Scam-dean Charles Cercone attributes this rise in enrollment in part to the provisional accreditation that the ABA predictably conferred upon that glittering center of juridical excellence that graces Fort Wayne. And he is right. With the ABA's rubber-stamped imprimatur, suddenly the toilet looks less risky in the eyes of benighted lemmings. But the difference is negligible. Provisional accreditation will enable the graduates to take the bar exam, but it won't bring them jobs. An accredited toilet is still a toilet.

Even with 55 entering students, Indiana Tech is probably losing money. The previous class had only 15 students, and the one before that about 25. Probably some of those have left, and not many have transferred in. Let's say that all 95 are still there. If they're all paying full price (an unrealistically generous assumption), the law skule's revenues from tuition are less than $1.9 million. I doubt whether Indiana Tech's law skule, with its 25 employees, can operate on that amount. Most likely it is still drawing down the university's endowment, which was healthy until this vanity project of a law skule was launched.

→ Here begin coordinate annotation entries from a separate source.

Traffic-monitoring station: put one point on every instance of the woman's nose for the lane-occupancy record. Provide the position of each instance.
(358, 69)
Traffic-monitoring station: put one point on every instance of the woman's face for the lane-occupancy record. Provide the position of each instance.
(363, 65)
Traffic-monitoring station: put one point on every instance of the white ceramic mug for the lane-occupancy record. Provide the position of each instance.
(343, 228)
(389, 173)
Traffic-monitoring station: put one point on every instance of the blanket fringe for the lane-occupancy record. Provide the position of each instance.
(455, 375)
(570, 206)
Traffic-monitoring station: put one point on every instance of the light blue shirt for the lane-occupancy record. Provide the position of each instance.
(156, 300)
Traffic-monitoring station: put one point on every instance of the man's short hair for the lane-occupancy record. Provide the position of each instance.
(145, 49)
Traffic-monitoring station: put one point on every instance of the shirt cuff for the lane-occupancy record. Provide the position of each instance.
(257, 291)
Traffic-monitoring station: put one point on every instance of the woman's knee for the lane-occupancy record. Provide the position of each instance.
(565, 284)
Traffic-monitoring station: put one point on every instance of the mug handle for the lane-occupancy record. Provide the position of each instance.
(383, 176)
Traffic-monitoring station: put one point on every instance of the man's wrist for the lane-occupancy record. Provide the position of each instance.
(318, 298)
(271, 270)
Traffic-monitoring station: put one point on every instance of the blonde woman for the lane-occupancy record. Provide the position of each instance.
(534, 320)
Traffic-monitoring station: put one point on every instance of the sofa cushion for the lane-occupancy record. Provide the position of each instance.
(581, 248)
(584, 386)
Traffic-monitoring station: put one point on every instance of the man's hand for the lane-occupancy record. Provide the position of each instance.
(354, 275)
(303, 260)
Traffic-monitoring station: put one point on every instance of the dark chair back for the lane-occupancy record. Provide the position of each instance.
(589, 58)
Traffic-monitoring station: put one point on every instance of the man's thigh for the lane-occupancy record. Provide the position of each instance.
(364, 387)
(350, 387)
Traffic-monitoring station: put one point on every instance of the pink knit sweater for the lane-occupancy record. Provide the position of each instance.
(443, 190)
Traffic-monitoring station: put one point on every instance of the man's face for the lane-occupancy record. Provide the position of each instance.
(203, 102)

In a couple of months, we shall get to see some interesting facts, at least as reported by Indiana Tech. How deep into the 140s, if not the 130s, did Indiana Tech have to dip? How many people got their tuition waived or heavily discounted? And a few months later we shall learn just how well that first class of valiant Warriors™ have fared in their quest for work as lawyers or global leaders or experts in hip-hop. How many of this past year's 21 graduates have landed in Big Law? How many in federal clerkships?

Eventually these facts will catch up with Indiana Tech and do it in. Unfortunately, for now Indiana Tech continues to lure in dolts who never should be allowed to enroll in law school at all. How many more lives must be ruined before the flow of readily available guaranteed loans is checked?